Biomolecules and nanostructures

The Optical Sciences group studies the interaction of light and matter at the nanoscale. We do this by exploring ways to shape light and its environment. It's what we call active and passive control. Our current focus is on the interaction of light with biomolecules and nanostructures. We are part of Twente University's Department of Science and Technology and member of the MESA+ institute.
We participate in the EU-COST actions MP1102: Coherent Raman microscopy (MicroCor) and CM1202: Supramolecular photocatalytic water splitting (PERSPECT-H2O)

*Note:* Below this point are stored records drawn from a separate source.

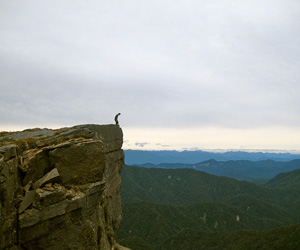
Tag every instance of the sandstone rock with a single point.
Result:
(52, 176)
(28, 200)
(75, 202)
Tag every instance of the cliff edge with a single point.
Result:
(61, 189)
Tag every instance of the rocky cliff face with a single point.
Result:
(60, 189)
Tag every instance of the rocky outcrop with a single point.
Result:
(60, 189)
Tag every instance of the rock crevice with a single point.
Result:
(61, 189)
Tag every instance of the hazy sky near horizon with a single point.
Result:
(184, 74)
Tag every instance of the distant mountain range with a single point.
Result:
(166, 209)
(134, 157)
(254, 171)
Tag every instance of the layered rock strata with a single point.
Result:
(60, 189)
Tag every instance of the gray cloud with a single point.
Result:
(185, 64)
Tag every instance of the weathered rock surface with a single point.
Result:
(60, 189)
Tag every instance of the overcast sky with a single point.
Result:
(184, 74)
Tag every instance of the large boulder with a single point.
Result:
(61, 189)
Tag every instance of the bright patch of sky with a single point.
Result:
(184, 74)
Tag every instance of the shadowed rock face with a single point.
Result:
(60, 189)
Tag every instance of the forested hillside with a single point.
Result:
(240, 170)
(162, 205)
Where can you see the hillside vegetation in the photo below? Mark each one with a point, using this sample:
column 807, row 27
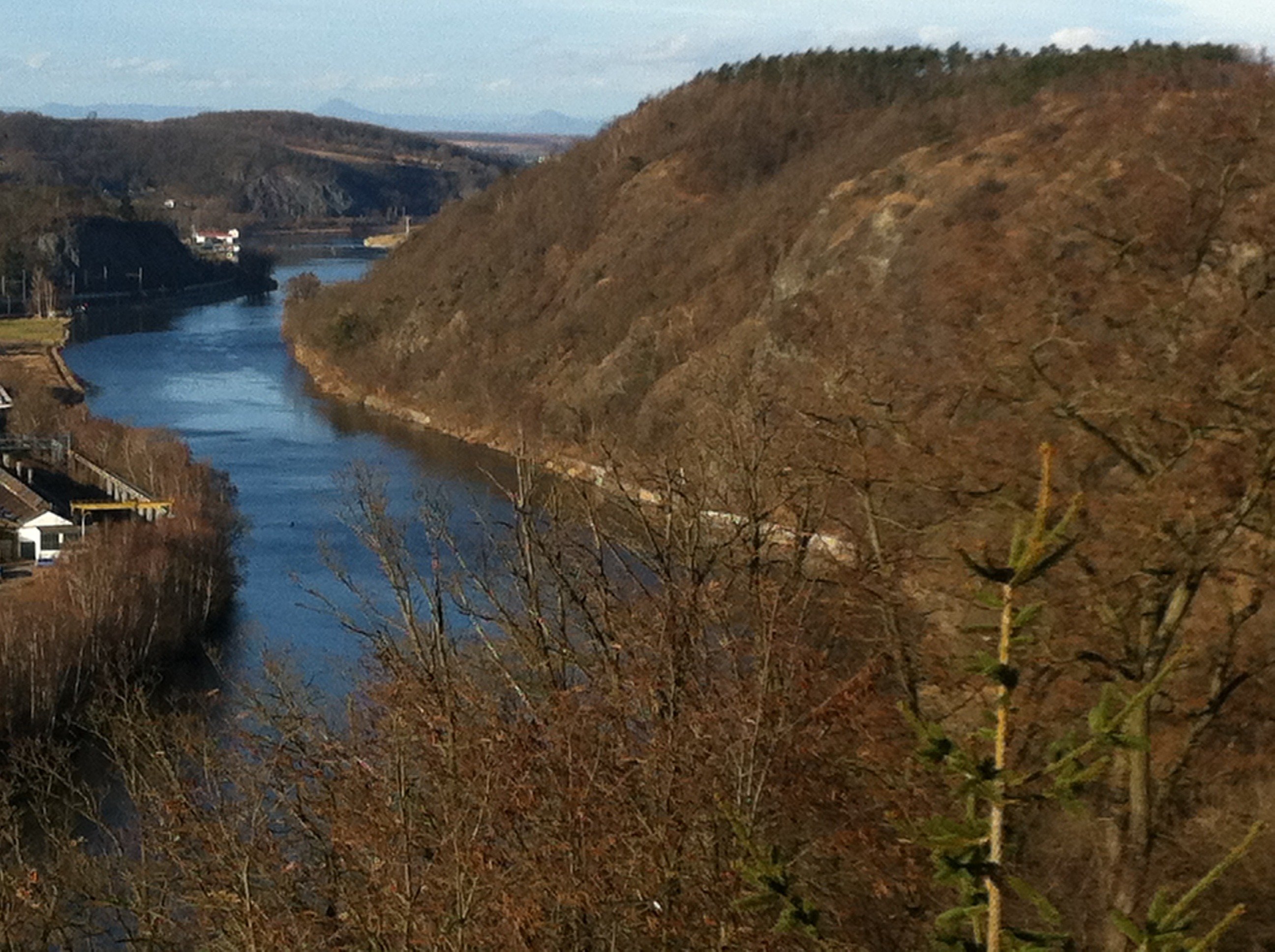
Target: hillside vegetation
column 851, row 292
column 243, row 167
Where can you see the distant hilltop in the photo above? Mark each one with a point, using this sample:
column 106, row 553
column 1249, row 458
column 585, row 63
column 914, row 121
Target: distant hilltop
column 544, row 123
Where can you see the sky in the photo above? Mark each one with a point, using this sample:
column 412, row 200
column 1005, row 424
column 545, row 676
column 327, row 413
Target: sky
column 583, row 58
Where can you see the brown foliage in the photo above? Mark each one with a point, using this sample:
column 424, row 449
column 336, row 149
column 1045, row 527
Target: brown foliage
column 130, row 595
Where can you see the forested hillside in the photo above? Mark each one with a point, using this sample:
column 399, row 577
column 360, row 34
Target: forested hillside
column 244, row 167
column 850, row 294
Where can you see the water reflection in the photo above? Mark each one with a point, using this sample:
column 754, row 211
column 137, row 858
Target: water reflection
column 220, row 375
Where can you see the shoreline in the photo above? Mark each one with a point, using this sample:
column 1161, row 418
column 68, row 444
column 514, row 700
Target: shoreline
column 334, row 384
column 174, row 582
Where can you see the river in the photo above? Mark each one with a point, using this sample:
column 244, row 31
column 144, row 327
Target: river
column 221, row 378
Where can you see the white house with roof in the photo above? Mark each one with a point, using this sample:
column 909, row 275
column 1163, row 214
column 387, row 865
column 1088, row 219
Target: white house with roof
column 30, row 529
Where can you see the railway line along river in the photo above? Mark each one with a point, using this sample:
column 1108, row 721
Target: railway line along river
column 221, row 378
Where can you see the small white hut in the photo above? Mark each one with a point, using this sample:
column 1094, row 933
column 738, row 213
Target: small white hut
column 30, row 529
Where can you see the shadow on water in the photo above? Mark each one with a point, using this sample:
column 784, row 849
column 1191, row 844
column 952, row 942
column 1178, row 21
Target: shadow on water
column 220, row 375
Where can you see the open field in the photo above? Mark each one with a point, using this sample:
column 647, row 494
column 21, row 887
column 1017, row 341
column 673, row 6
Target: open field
column 32, row 330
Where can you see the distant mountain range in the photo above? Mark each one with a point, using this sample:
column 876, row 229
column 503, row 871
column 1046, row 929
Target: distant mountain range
column 545, row 123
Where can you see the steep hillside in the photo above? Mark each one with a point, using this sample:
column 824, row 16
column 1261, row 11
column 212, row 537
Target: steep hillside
column 852, row 292
column 240, row 167
column 763, row 226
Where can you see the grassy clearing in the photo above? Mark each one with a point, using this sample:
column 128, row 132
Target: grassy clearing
column 32, row 330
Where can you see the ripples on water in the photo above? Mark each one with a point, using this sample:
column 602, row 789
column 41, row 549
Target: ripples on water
column 221, row 378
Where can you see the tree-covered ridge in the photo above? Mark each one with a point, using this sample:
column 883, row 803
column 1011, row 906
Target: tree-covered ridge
column 251, row 166
column 881, row 77
column 860, row 319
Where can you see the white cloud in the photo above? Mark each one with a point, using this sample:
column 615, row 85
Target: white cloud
column 419, row 81
column 940, row 37
column 141, row 67
column 1076, row 37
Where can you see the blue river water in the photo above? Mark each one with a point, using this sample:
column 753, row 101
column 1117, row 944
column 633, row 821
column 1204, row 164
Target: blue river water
column 221, row 378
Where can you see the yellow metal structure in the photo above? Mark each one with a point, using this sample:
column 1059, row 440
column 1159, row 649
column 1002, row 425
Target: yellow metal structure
column 134, row 505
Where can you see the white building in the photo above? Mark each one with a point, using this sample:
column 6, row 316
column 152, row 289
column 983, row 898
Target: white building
column 30, row 529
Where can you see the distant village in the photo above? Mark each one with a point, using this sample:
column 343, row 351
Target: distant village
column 51, row 495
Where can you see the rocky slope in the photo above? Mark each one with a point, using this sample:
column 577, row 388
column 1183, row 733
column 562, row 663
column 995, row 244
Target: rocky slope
column 853, row 292
column 242, row 167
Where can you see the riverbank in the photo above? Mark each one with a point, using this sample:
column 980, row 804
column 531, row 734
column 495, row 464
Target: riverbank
column 333, row 383
column 130, row 595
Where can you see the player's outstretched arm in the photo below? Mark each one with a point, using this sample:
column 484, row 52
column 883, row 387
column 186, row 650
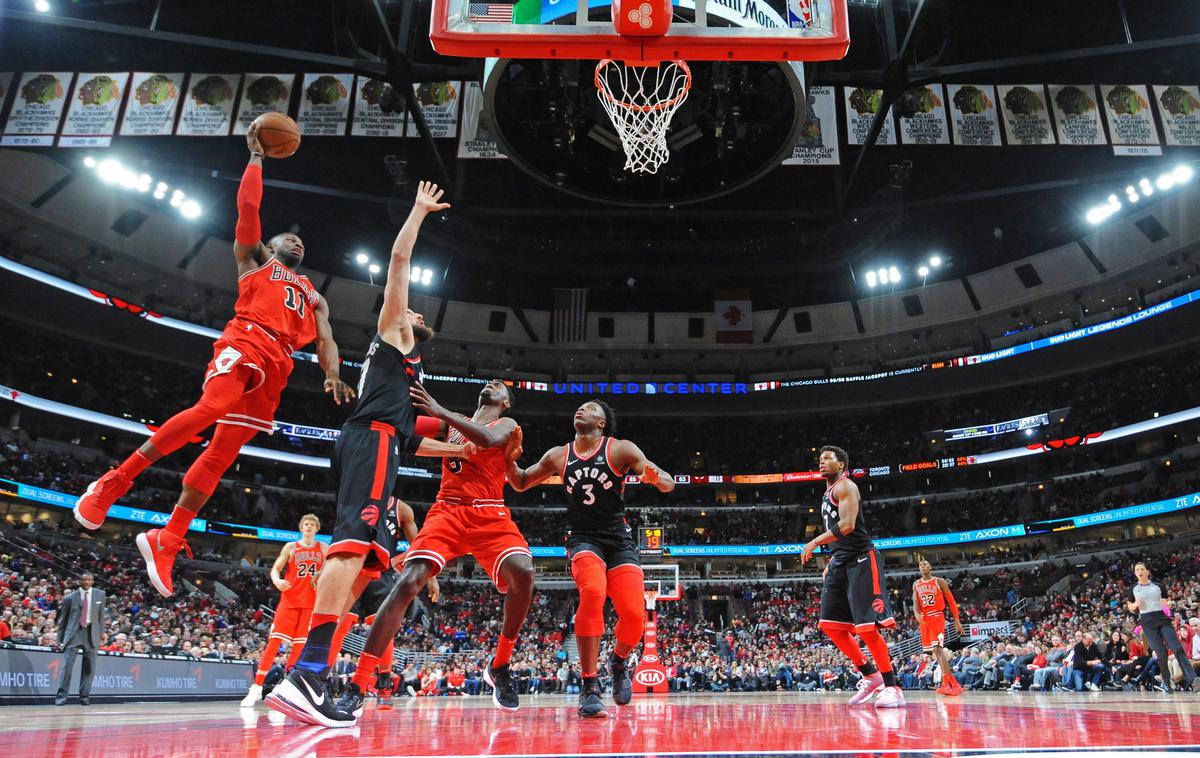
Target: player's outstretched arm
column 328, row 356
column 628, row 456
column 496, row 435
column 394, row 325
column 523, row 479
column 247, row 246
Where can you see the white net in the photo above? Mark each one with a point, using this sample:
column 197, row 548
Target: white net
column 640, row 101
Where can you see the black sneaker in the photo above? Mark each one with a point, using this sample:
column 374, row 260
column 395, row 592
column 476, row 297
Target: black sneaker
column 591, row 705
column 352, row 701
column 622, row 685
column 303, row 696
column 504, row 691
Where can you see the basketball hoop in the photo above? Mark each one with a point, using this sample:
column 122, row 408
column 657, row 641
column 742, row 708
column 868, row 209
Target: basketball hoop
column 640, row 102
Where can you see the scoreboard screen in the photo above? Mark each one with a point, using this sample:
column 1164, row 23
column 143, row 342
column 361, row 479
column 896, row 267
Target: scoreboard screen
column 651, row 540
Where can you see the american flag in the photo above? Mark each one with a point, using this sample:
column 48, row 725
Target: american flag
column 490, row 12
column 570, row 320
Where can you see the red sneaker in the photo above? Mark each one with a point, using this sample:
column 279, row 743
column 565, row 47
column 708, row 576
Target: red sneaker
column 101, row 494
column 159, row 549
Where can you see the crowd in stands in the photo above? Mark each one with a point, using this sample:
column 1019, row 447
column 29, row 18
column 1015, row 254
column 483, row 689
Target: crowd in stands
column 108, row 380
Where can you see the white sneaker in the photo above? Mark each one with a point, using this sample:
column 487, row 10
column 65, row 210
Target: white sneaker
column 891, row 697
column 252, row 697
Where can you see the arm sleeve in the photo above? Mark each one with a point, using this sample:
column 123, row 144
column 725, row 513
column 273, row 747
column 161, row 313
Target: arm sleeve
column 250, row 197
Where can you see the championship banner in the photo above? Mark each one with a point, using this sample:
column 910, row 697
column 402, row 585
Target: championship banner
column 817, row 144
column 33, row 672
column 1131, row 120
column 1077, row 114
column 973, row 114
column 1026, row 119
column 36, row 109
column 438, row 102
column 733, row 317
column 862, row 104
column 324, row 104
column 91, row 116
column 475, row 140
column 370, row 120
column 153, row 103
column 1177, row 106
column 208, row 107
column 264, row 92
column 927, row 125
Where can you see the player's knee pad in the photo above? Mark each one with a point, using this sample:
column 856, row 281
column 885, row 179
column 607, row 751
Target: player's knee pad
column 589, row 577
column 627, row 589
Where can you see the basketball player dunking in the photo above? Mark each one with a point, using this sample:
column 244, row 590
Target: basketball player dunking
column 277, row 312
column 930, row 599
column 599, row 545
column 365, row 465
column 468, row 517
column 853, row 600
column 294, row 575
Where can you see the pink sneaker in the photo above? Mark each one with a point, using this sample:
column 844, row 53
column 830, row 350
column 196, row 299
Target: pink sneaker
column 159, row 548
column 867, row 689
column 891, row 697
column 101, row 494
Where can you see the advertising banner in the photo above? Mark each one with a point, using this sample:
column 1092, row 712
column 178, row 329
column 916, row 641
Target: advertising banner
column 91, row 115
column 36, row 109
column 153, row 103
column 973, row 118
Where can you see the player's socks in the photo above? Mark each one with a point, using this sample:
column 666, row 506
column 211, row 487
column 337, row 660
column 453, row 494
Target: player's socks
column 315, row 657
column 179, row 522
column 135, row 464
column 504, row 647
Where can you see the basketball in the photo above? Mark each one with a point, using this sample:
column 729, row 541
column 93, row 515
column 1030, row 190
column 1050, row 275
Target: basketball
column 279, row 133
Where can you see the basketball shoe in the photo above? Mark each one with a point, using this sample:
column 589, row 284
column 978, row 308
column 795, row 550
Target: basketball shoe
column 101, row 494
column 159, row 548
column 504, row 690
column 303, row 696
column 868, row 686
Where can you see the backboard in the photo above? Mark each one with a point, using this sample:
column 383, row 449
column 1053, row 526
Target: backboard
column 702, row 30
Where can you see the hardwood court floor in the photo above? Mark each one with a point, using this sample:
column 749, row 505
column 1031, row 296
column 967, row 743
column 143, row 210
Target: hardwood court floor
column 695, row 725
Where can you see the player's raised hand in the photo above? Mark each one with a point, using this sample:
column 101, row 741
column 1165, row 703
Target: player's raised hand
column 513, row 450
column 252, row 140
column 341, row 391
column 424, row 402
column 429, row 198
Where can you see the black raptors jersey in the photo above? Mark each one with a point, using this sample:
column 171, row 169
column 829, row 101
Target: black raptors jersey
column 383, row 387
column 857, row 541
column 594, row 491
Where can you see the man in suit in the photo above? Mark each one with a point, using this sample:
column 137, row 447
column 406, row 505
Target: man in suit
column 81, row 624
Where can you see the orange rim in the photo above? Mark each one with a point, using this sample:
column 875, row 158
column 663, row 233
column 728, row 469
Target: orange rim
column 669, row 103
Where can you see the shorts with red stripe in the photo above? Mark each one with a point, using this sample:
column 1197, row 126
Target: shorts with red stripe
column 486, row 533
column 291, row 624
column 855, row 595
column 933, row 631
column 365, row 463
column 244, row 343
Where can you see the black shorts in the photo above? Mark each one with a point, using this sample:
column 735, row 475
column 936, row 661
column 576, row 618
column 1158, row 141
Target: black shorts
column 365, row 462
column 855, row 595
column 616, row 548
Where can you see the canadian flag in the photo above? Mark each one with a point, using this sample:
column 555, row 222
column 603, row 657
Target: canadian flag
column 732, row 316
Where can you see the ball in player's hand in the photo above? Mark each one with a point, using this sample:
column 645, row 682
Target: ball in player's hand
column 279, row 134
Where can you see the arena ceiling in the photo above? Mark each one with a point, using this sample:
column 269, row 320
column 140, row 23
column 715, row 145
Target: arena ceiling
column 791, row 238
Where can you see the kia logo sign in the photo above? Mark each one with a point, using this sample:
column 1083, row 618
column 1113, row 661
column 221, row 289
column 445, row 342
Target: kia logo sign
column 649, row 678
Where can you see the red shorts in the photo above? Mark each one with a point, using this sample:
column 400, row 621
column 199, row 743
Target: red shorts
column 244, row 343
column 487, row 533
column 291, row 623
column 933, row 631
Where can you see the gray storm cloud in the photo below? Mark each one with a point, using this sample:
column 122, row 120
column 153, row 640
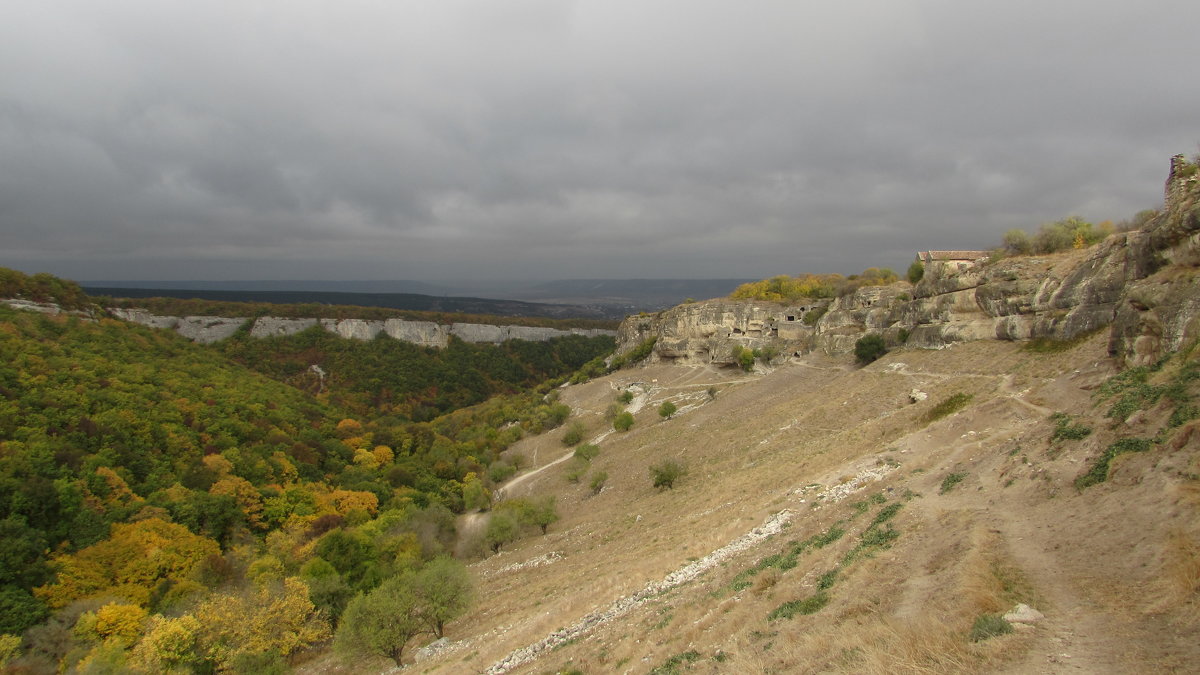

High index contrast potassium double tungstate waveguides towards efficient rare-earth ion amplification on-chip

(full pdf)

Mustafa Akin Sefunc, Frans Segerink, Sonia M. Garcia-Blanco
SPIE Proceedings
Proc. SPIE 9365, Integrated Optics: Devices, Materials, and Technologies XIX, 93650P feb. 27, 2015

Rare-earth ion doped KY(WO4)2 amplifiers are proposed to be a good candidate for many future applications by benefiting from the excellent gain characteristics of rare-earth ions, namely high bit rate amplification (>Tbps) with low noise figure (<5-6 dB). However, KY(WO4)2 optical waveguide amplifiers based on rare-earth ions were conventionally fabricated on layers overgrown onto undoped KY(WO4)2 substrates. Such amplifiers exhibit a refractive index contrast between the doped and undoped layer of typically <0.02, leading to large devices not suited for the high degree of integration required in photonic applications. Furthermore, the large mode diameter in the waveguide core requires high pump input powers to fully invert the material. In this study, we experimentally demonstrate high index contrast waveguides in crystalline KY(WO4)2, compatible with the integration onto passive photonic platforms. Firstly, a layer of KY(WO4)2 is transferred onto a silicon dioxide substrate using bonding with UV curable optical adhesive. A subsequent polishing step permits precise control of the transferred layer thickness, which defines the height of the waveguides. Small-footprint (in the order of few microns) high index contrast waveguides were patterned using focused ion beam milling. When doped with rare-earth ions, for instance, Er3+ or Yb3+, such high contrast waveguides will lead to very efficient amplifiers, in which the active material can be efficiently pumped by a confined mode with very good overlap with the signal mode. Consequently, lower pump power will be required to obtain same amount of gain from the amplifier leading to power efficient devices.